A cena é comum. O pronto-socorro recebe paciente ferido com gravidade. No Centro Cirúrgico, constata-se a necessidade de transfusão de sangue. Na maioria das vezes, os estoques do Hemocentro estão baixos. Atende-se o pedido, mas há necessidade de reposição, com urgência. Nem sempre conseguem.
Doar sangue pode representar a vida ou a morte de outra pessoa. Infelizmente, falta a consciência de cidadania à maioria dos brasileiros aptos a doar. Os motivos da recusa vão desde o medo de agulha – sim, existe; e muito – até a dúvida de se doar sangue engorda ou emagrece. A desinformação torna-se inimiga do bem-estar da comunidade.
Dia de chuva falta sangue
A assistente social Rafaela Pessoa trabalha do Departamento de Captação do Hemocentro de Roraima, o único do Estado. Ela convive com o problema todo dia. “Nossa equipe atua em várias frentes. Procuramos educar pela informação”, explica. Nas palestras promovidas para públicos diversos, como alunos da rede escolar ou membros de associações de bairros ou profissionais, os palestrantes tiram as dúvidas do público. Perguntas não faltam.
Como doar é decisão pessoal, a equipe capricha na estratégia. Apelam até para a panfletagem em vias públicas, pois acidentes de trânsito, principalmente de motocicleta, são o maior motivo de necessidade de sangue. O Hemocentro atende a rede pública e privada hospitalar de todo o Estado. Até o tempo interfere na captação. “Quando chove, o número de doadores naquele dia diminui”, lamenta Rafaela.
O sangue mais necessário é o O negativo, coringa na tipagem sanguínea. Serve para todo tipo de pessoa. Como a maioria da população tem o sangue O positivo, este também entra como prioritário. No entanto, a busca mais intensa é por tipos B e AB negativos, os mais raros. Importante mesmo é doar. Sempre haverá alguém necessitado do produto.

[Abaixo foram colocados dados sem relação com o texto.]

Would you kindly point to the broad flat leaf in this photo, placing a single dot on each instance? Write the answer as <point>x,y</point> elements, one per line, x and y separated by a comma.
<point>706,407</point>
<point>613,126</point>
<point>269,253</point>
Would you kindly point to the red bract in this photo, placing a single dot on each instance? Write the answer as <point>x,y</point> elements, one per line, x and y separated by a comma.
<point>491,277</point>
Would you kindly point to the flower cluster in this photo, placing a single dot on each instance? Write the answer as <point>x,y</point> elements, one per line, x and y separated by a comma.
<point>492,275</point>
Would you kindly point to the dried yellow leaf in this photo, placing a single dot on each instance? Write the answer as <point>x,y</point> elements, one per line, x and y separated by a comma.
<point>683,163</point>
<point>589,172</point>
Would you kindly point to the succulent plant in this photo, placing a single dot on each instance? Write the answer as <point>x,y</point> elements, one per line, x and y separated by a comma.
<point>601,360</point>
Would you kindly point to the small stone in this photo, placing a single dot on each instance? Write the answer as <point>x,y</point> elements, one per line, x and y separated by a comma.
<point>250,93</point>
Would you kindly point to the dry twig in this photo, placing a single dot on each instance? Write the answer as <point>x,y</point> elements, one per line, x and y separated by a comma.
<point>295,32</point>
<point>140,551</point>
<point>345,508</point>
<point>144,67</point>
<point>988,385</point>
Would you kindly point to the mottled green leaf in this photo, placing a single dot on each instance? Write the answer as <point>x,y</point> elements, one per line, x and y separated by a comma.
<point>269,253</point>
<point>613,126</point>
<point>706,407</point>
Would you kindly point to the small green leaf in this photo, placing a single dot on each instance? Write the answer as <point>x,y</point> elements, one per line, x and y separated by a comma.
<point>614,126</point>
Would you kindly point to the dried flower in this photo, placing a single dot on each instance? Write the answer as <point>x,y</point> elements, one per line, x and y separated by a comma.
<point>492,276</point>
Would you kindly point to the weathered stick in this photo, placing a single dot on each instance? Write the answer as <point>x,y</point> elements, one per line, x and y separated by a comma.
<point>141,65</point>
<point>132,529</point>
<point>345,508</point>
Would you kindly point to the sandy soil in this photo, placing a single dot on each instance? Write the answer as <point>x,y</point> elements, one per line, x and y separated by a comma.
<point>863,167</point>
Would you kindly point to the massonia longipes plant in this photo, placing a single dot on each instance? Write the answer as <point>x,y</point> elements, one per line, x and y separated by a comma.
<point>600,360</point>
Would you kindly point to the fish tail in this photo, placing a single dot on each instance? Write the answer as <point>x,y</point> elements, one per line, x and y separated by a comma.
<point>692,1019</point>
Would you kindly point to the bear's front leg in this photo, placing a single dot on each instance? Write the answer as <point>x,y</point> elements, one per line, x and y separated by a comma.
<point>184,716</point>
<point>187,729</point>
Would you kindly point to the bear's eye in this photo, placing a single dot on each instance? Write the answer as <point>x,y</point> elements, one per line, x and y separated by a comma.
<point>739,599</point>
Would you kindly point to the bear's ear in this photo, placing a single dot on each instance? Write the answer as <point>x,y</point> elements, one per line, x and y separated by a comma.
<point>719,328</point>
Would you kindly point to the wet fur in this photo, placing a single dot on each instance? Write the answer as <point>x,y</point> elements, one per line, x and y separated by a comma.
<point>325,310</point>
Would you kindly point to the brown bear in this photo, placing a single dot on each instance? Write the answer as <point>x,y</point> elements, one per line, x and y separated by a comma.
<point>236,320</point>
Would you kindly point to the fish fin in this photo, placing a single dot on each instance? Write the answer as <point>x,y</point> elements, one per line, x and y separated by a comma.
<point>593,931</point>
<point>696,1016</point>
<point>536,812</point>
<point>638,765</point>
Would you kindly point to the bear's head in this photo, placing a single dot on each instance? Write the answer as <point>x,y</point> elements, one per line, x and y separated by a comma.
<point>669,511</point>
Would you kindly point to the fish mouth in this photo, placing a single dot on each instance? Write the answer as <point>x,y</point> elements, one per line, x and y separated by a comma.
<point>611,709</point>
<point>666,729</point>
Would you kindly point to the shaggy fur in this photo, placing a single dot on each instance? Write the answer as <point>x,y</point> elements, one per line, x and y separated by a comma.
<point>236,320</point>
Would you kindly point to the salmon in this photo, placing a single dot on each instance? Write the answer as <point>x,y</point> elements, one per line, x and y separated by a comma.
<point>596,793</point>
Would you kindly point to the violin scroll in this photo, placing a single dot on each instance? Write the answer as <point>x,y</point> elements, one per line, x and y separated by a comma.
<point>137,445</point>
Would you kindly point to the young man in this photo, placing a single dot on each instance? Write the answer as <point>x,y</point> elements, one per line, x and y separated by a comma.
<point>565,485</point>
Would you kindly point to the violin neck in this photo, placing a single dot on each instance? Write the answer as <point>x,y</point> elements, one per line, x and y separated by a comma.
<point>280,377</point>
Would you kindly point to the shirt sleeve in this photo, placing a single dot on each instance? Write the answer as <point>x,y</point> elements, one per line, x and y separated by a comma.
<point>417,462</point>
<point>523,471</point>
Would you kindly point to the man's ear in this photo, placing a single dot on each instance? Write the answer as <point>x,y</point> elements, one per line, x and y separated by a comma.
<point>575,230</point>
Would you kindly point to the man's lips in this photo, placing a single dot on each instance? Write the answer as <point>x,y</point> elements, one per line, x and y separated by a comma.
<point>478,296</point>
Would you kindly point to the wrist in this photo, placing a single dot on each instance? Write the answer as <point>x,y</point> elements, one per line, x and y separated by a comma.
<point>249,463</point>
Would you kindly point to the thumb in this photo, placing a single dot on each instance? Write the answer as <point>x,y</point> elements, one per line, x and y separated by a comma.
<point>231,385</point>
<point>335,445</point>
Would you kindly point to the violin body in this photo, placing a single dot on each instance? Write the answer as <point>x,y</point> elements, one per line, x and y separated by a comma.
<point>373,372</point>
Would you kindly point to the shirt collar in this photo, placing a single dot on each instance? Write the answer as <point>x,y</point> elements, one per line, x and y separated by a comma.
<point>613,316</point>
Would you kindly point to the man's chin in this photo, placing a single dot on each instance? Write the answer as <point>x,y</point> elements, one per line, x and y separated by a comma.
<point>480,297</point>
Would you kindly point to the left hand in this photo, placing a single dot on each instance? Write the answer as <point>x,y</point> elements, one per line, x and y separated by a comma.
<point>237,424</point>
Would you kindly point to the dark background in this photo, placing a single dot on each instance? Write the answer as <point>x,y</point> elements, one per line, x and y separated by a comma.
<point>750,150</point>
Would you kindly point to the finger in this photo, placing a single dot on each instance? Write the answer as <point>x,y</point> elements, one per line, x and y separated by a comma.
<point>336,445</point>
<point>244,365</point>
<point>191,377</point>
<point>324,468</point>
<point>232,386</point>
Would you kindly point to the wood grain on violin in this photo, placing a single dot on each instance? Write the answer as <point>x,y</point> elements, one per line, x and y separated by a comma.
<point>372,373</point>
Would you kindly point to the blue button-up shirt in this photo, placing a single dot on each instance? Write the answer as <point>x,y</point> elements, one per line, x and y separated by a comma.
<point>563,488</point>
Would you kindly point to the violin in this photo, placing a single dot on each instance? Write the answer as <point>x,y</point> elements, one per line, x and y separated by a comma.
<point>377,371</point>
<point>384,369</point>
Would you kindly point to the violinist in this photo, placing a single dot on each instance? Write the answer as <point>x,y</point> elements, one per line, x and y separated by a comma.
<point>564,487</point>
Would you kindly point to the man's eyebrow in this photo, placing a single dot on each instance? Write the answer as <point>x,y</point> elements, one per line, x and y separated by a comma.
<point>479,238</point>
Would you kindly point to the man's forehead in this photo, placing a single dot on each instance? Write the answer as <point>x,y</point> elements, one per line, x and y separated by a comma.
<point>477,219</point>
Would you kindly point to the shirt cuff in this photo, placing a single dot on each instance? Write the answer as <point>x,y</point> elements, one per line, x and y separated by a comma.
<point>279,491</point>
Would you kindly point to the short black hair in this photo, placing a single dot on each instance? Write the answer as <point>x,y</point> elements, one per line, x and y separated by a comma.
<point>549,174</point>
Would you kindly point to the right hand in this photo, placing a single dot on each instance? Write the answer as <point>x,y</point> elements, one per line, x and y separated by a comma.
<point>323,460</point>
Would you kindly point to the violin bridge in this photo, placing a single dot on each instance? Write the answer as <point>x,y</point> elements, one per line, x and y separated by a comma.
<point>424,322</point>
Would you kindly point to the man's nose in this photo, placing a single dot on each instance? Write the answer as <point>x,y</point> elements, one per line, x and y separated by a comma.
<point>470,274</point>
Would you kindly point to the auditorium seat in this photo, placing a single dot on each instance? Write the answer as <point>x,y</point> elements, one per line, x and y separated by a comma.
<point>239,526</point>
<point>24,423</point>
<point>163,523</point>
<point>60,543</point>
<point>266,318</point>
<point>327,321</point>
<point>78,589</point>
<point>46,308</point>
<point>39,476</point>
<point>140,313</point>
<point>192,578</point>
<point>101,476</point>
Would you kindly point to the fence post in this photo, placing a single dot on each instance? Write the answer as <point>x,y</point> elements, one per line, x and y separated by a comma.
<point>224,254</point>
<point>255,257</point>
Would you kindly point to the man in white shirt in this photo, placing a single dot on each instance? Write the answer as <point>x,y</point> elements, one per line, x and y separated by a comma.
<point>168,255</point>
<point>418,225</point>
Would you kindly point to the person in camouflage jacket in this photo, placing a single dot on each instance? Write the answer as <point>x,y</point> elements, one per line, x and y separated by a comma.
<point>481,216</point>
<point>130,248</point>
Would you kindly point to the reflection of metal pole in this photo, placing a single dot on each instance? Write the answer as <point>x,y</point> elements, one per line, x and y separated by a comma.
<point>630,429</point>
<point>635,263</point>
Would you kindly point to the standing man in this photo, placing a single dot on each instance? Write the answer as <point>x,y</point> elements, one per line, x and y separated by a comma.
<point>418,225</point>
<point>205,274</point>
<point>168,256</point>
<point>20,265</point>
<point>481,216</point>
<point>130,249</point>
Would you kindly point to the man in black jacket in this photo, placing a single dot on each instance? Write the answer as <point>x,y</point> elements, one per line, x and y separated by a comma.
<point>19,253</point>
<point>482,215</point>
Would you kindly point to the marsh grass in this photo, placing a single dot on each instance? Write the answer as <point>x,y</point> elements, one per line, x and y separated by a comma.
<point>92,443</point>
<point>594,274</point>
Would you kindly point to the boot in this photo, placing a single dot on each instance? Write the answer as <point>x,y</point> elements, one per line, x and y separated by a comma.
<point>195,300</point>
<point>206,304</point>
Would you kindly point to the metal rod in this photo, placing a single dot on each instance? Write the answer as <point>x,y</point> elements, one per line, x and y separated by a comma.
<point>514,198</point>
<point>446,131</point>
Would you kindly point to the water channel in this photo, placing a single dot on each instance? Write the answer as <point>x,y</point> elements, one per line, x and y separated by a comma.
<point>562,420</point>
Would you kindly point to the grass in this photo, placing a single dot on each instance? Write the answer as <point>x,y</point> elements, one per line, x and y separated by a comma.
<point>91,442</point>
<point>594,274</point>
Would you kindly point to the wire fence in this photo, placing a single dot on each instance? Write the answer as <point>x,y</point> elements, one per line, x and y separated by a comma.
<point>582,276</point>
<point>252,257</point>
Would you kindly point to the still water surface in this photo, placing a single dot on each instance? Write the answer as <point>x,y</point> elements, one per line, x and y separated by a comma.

A pessoa pode doar apenas as plaquetas do sangue, extraídas por máquina em que o produto é dividido e o líquido restante retorna ao corpo. Casos de leucemia exigem as plaquetas como forma de amenizar o estado de saúde dos pacientes, a maioria deles crianças. O plasma, outro produto, atende a adultos, enquanto as hemácias servem para os demais casos.
Venezuelanos
Até dois meses atrás, a demanda era de 50 bolsas diárias. Hoje, passou a ser de 60, devido ao grande número de venezuelanos refugiados no Estado, novos usuários do sistema. A assistente social Edna Félix, do mesmo departamento, diz que vários fatores complicam o cenário. “Eles são, em grande parte, desnutridos; as mulheres engravidam com frequência e sem as condições de saúde adequadas. Com isso, ficam vulneráveis”, diz Edna. A procura é grande, sem contrapartida de doação, por falta de condições do grupo.
BOM EXEMPLO - Alexandre Barreto, engenheiro, tipo O +, doador de sangue e cadastrado como doador de medula (Foto: Fernando Quintella)
Doadores A socióloga Sinaida Castro Rodrigues está na ponta mais importante dessa demanda. Ela é doadora de sangue e de medula óssea desde 1999, quando pessoa amiga necessitou fazer transfusão e o estoque estava baixo. Ali percebeu a importância do gesto e a simplicidade do processo, indolor e seguro. Cadastrou-se no Hemocentro e mantém a rotina de doar sangue a cada três meses, máximo permitido às mulheres.
Alexandre Barreto, engenheiro da computação, também é doador de sangue (O positivo) e medula cadastrado. Faz do gesto rotina de vida. “Fico feliz em participar como cidadão”, diz. Alexandre Amaro, piloto, há pouco entrou no time de doadores. Ele tem o tipo sanguíneo denominado universal (O negativo), único capaz de ser recebido por qualquer paciente sem rejeição do organismo.